Tale of a Boon's Wife

by Fartumo Kusow
reviewed by Leena Soman
January 4, 2018

Tale of a Boon’s Wife is the story of Idil, a young woman who comes of age in the decade leading up to the Somali Civil War. As a member of the dominant Bliss tribe and the daughter of a Somali general, Idil lives a life of abundance. When her father takes a mistress, her mother becomes obsessed with saving him from the seductions of other women, fearing for her own reputation in a community that blames wives for their husbands’ infidelities. The family moves to a new city, where Idil falls for a classmate, Sidow, but her mother forbids their relationship given his Boon tribe’s subordinate status. Idil and Sidow elope, and her family’s ensuing malfeasance not only disrupts her domestic life, but also exacerbates Somalia’s state conflict. Fartumo Kusow writes Idil’s journey from naïve girl to intrepid wife, mother, and survivor with graceful strokes, and the novel is at turns harrowing, heartbreaking, and ultimately hopeful.

The beginning of the book considers the layers of burden women in Somali society face, even the most privileged among them. After marrying Sidow and moving to his ancestral farmland, Idil has no trouble adjusting to simpler, poorer, village life—a welcome reversal of expectations. Her act of courage involves defying her family’s wishes for her future, rather than standing up to the political misdeeds they perpetrate against civil society. Marrying a Boon against her parents’ wishes is an act done in her own interest, not a crusade to protect others from her family’s malice. After learning about her father and brother’s plots—ranging from grabbing ancestral Boon lands to distributing illicit drugs—she is more than willing to renounce her family, but she has no hope that she can stop them. The best she can do is run away and separate herself from their crimes. Hemmed in by the limits of a woman’s role, she is more like her mother than she suspects, even though, as a youngster, she denounces her mother’s choices. Idil embodies the notion that the personal is political. “‘A man’s dirt is his woman’s wash, always,’” her mother warns.

Though Idil is well-drawn, the other characters suffer from a lack of nuance. Idil’s older brother Omar is evil incarnate; as a child, he enjoys torturing animals and only grows worse. Elmi, Idil’s younger brother, is his foil: sensitive, perceptive, and compassionate. These two and others feel more like types than fully realized characters. Idil’s father is the epitome of an iron-fisted military leader. Celebrated Somali writer Nuruddin Farah once said, "Study the structure of the Somali family and you will find mini-dictators imposing their will.” Perhaps the static nature of the secondary characters is deliberate, a technique Kusow employs to highlight other story elements.

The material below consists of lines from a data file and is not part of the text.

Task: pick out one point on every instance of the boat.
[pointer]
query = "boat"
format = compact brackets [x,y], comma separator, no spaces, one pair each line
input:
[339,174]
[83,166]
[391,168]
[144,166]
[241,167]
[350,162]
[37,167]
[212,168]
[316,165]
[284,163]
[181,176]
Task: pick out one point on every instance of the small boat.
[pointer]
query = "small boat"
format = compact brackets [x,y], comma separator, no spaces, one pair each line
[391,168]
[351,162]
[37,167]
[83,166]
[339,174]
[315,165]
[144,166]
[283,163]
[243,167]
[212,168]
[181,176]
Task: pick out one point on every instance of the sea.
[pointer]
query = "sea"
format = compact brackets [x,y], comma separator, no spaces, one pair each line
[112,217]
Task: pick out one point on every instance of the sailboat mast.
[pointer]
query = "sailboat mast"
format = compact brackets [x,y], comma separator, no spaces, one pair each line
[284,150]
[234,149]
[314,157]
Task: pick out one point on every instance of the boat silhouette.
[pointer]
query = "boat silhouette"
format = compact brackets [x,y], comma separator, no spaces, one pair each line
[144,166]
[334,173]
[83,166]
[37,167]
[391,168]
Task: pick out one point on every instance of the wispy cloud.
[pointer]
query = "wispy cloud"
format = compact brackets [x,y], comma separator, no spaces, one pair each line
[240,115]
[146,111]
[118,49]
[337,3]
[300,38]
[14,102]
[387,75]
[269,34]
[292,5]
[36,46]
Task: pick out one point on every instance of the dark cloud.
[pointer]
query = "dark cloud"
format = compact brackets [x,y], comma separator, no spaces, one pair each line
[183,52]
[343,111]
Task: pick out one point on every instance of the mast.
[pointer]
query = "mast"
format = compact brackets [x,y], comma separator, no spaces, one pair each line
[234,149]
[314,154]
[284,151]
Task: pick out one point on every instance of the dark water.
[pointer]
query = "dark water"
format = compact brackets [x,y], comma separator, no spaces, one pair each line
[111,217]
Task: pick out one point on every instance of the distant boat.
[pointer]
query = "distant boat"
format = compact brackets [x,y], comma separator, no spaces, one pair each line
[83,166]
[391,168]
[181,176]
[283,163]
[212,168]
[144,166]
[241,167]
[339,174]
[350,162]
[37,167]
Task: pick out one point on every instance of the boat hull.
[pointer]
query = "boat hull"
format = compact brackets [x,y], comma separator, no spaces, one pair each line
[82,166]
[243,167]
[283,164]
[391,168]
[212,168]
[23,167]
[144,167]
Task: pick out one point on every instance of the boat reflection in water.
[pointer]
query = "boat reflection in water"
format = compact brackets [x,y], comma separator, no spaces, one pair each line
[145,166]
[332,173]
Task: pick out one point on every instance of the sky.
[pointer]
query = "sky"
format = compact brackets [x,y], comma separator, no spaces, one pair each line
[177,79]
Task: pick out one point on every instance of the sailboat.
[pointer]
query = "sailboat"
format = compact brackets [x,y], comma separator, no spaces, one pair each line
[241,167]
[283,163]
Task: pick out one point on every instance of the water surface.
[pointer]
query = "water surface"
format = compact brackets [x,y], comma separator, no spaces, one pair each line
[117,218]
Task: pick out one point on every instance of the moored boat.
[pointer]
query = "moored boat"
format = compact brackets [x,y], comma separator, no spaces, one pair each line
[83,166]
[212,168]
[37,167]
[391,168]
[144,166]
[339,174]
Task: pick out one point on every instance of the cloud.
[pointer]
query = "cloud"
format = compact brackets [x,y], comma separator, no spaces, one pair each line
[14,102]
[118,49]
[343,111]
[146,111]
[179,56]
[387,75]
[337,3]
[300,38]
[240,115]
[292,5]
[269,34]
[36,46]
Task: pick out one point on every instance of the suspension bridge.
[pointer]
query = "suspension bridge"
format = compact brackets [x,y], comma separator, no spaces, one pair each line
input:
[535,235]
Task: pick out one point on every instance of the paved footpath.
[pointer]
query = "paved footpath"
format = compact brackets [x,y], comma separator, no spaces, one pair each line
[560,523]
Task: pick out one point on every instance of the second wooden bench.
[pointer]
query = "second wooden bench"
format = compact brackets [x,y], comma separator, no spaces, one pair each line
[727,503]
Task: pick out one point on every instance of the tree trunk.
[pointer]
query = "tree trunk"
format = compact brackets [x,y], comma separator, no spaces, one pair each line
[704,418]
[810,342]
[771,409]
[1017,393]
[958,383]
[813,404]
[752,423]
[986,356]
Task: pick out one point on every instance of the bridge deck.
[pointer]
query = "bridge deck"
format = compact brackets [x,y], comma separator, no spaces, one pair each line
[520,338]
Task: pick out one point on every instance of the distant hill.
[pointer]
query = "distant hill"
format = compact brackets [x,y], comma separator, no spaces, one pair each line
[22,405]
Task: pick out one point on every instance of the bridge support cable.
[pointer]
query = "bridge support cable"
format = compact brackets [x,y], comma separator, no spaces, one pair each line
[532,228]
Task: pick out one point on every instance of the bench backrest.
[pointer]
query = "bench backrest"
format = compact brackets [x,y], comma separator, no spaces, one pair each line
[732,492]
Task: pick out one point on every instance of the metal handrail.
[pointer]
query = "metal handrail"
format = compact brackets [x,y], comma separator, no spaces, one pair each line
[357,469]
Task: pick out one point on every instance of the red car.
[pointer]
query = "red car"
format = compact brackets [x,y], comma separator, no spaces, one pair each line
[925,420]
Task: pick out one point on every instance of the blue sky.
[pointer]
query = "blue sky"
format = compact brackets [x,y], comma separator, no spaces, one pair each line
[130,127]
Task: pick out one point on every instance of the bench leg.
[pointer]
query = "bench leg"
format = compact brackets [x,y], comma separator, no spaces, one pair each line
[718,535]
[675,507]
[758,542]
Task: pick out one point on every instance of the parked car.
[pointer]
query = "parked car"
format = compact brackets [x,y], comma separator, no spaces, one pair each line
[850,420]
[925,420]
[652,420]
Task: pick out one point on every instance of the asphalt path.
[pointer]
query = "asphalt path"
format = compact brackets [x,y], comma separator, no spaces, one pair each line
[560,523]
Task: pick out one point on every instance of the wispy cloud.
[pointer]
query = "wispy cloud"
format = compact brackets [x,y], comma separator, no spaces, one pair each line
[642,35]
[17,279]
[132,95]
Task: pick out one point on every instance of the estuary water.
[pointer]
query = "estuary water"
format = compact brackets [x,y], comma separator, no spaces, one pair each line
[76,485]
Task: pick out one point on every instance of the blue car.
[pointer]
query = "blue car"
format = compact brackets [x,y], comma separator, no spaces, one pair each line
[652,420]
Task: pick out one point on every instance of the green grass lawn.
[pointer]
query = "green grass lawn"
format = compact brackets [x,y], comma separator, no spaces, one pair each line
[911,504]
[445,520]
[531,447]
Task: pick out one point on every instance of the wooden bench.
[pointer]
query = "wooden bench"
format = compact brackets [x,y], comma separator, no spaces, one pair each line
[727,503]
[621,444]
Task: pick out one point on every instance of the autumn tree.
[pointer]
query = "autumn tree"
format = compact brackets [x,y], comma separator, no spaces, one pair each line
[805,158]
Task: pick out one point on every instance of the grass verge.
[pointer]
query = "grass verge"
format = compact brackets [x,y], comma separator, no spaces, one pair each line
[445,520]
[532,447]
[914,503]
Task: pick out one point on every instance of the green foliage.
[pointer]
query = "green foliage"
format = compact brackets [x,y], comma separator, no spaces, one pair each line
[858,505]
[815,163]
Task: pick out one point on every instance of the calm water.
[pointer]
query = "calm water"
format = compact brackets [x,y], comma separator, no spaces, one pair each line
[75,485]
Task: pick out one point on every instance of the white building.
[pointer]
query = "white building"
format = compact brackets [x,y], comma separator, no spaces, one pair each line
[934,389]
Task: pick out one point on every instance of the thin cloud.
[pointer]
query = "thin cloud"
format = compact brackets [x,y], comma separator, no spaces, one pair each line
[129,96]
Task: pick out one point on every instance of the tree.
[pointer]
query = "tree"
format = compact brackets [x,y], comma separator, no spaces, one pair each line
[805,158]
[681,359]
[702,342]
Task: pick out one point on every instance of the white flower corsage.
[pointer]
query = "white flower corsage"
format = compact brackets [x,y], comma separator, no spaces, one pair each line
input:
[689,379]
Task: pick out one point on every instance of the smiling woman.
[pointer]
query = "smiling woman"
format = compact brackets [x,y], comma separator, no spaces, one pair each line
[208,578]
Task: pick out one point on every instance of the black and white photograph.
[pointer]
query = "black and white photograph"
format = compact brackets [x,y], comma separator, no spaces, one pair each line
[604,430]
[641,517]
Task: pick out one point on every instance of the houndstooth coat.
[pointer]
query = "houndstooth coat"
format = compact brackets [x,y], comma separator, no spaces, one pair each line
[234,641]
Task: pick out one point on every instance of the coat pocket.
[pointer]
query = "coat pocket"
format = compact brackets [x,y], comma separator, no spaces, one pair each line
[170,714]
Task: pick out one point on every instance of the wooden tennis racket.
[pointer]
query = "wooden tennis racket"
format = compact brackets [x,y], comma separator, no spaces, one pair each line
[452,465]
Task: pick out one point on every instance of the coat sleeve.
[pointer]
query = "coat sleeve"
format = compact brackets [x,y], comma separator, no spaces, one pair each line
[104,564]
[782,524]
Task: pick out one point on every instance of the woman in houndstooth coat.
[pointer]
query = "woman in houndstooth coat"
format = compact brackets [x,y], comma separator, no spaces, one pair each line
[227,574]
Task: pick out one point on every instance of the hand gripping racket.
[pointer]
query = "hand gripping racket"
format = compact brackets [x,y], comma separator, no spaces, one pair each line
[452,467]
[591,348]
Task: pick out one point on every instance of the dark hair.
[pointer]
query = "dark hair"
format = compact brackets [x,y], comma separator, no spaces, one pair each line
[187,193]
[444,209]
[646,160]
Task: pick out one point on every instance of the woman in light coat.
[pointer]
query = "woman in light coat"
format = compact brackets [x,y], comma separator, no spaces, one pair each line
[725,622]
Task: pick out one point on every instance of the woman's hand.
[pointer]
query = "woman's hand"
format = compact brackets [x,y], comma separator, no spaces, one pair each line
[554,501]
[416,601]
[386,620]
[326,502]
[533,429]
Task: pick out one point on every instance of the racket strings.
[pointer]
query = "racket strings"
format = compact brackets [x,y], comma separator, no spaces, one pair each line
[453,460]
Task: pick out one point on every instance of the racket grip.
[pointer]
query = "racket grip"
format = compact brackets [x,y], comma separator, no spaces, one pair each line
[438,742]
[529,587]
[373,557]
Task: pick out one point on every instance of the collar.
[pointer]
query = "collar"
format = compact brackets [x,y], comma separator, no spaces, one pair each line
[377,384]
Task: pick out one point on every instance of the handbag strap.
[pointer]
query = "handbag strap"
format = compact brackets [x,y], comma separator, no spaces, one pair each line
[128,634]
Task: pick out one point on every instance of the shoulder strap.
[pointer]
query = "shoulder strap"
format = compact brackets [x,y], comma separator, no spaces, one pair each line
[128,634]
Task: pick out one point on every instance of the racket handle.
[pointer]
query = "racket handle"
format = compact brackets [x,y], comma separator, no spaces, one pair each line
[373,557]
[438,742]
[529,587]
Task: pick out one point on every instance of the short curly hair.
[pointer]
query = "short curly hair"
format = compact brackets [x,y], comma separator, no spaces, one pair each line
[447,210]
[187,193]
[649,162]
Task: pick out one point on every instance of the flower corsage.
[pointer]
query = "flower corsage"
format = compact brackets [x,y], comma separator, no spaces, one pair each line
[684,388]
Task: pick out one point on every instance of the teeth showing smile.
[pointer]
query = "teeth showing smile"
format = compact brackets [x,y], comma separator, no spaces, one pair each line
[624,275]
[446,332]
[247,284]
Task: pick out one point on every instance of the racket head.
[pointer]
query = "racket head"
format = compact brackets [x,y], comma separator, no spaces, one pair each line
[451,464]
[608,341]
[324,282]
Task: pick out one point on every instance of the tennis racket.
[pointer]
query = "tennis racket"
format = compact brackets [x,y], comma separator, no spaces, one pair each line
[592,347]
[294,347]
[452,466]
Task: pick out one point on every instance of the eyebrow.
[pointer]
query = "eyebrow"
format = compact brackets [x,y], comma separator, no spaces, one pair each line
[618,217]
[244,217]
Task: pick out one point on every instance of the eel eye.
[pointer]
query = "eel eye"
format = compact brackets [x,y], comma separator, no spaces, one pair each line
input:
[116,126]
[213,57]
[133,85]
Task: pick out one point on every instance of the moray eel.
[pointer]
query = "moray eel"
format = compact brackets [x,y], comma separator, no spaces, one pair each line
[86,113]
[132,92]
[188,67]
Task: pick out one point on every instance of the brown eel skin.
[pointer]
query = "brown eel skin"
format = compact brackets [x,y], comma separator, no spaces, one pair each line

What the book lacks in character development, it makes up for in pacing. The story moves at a fast clip without sacrificing depth. While Kusow’s language is lyrical, the author does not dwell on description. She offers a few telling details to ground the reader in Idil’s point of view while advancing the narrative. “I rose from the bed, lightheaded and feeling the magnitude of the decision I was about to act upon,” Idil states of her elopement. Of the consummation of her marriage on her wedding night, Idil says,

We didn’t leave the hall until all the guests were gone and the tables and decorations were stored away. A sense of happiness washed over me as we walked home openly as a couple. Alone in our bedroom, I kissed Sidow with passion, "I loved everything about our wedding party," I said.


I nodded and kissed him again, long and deep. After our love-making, I fell asleep listening to the happy laughter of the guests and seeing the dancers in my head.

The relative pleasantries of the first half of the book—Idil’s school days and falling in love with Sidow—give way to intense episodes of violence and trauma in the second half. Though some say that experiencing greater oppression can enable the best art, the author understands how such a notion presupposes survival, a privileged state all its own. Writing Idil’s journey toward self-determination against the political backdrop of a failing Somali state, Kusow deftly handles difficult issues such as rape and domestic abuse amid the devastation of Civil War. Toward the end of the novel, during an interview at a refugee camp in Kenya, Idil tells an official the story of the violence she and her family survived prior to arriving. “The man didn’t flinch,” she observes. “The stories he heard in these interviews must have made it impossible for anything to surprise him. For a fleeting second I felt sorry for him. It was painful to tell my dreadful tale, but what must it be like to receive such tales daily and document the horror?”

Though geographically distinct, in Tale of a Boon’s Wife Kusow explores terrain similar to Mohsin Hamid's Exit West: the way a city or community teeters on a precipice for a time before descending into chaos and the way young lovers can go from thinking about their future together to thinking about basic security and survival in a matter of weeks, if not days. With Tale of a Boon’s Wife, Kusow contributes a strong story to the body of contemporary literature giving voice to the lives of immigrants and refugees.